SL EC, LLC v. Ashley Energy, LLC

Decision Date07 December 2020
Docket NumberCase No. 4:18-CV-01377-JAR
PartiesSL EC, LLC, et al., Plaintiffs, v. ASHLEY ENERGY, LLC, et al., Defendants.
CourtU.S. District Court — Eastern District of Missouri

This matter is before the Court on Defendants' Motion for Partial Summary Judgment. (Doc. 129). The motion is fully briefed and ready for disposition. For the following reasons, the motion will be denied.

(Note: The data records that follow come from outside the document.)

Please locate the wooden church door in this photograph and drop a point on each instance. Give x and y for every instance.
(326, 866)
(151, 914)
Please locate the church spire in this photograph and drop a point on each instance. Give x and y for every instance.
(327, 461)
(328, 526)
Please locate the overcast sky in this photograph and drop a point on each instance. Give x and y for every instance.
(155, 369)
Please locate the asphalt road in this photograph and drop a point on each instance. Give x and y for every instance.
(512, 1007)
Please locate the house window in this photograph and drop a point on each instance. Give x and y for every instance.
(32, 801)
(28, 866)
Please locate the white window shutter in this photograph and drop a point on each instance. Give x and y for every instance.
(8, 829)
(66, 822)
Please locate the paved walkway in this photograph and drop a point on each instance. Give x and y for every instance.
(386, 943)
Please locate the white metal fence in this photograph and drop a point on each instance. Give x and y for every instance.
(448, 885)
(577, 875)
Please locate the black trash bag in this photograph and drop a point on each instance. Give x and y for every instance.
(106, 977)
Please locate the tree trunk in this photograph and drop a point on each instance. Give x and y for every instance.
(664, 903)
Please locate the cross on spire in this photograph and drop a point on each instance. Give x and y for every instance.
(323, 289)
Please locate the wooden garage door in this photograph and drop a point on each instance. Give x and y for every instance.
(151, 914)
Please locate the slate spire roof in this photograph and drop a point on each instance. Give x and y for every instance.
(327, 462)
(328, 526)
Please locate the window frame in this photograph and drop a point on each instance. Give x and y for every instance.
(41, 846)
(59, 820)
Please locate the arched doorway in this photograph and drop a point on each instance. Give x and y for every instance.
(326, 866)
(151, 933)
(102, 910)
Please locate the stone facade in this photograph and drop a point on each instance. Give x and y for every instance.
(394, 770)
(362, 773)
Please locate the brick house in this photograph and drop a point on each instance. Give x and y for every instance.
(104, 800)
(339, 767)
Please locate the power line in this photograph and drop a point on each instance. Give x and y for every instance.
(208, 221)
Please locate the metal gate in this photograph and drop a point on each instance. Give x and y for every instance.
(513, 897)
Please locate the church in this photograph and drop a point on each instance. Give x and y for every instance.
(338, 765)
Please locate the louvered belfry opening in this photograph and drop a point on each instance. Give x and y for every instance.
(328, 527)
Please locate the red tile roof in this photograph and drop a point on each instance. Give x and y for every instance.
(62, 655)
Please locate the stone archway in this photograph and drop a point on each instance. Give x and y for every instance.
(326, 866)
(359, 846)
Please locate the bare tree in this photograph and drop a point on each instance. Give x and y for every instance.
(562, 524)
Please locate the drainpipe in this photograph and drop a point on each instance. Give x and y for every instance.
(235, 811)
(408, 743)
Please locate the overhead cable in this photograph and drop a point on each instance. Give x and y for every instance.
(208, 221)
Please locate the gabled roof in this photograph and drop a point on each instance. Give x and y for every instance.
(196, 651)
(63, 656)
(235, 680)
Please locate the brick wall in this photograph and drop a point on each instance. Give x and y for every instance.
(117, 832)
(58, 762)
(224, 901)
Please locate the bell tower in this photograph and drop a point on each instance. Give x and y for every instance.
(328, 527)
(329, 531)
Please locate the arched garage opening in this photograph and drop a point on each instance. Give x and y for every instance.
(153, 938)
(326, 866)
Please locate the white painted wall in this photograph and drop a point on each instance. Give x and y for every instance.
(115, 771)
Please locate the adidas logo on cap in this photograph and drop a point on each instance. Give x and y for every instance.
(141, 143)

In their haste to execute complex financial transactions over a late summer weekend, the parties to this dispute glossed over peripheral matters, like who, if anyone, would be responsible for hundreds of thousands of dollars in outstanding attorneys' fees. Those fees are at issue on this motion for partial summary judgment. A detailed review of the circumstances underlying this case is necessary given the fact-intensive issues raised by the instant motion.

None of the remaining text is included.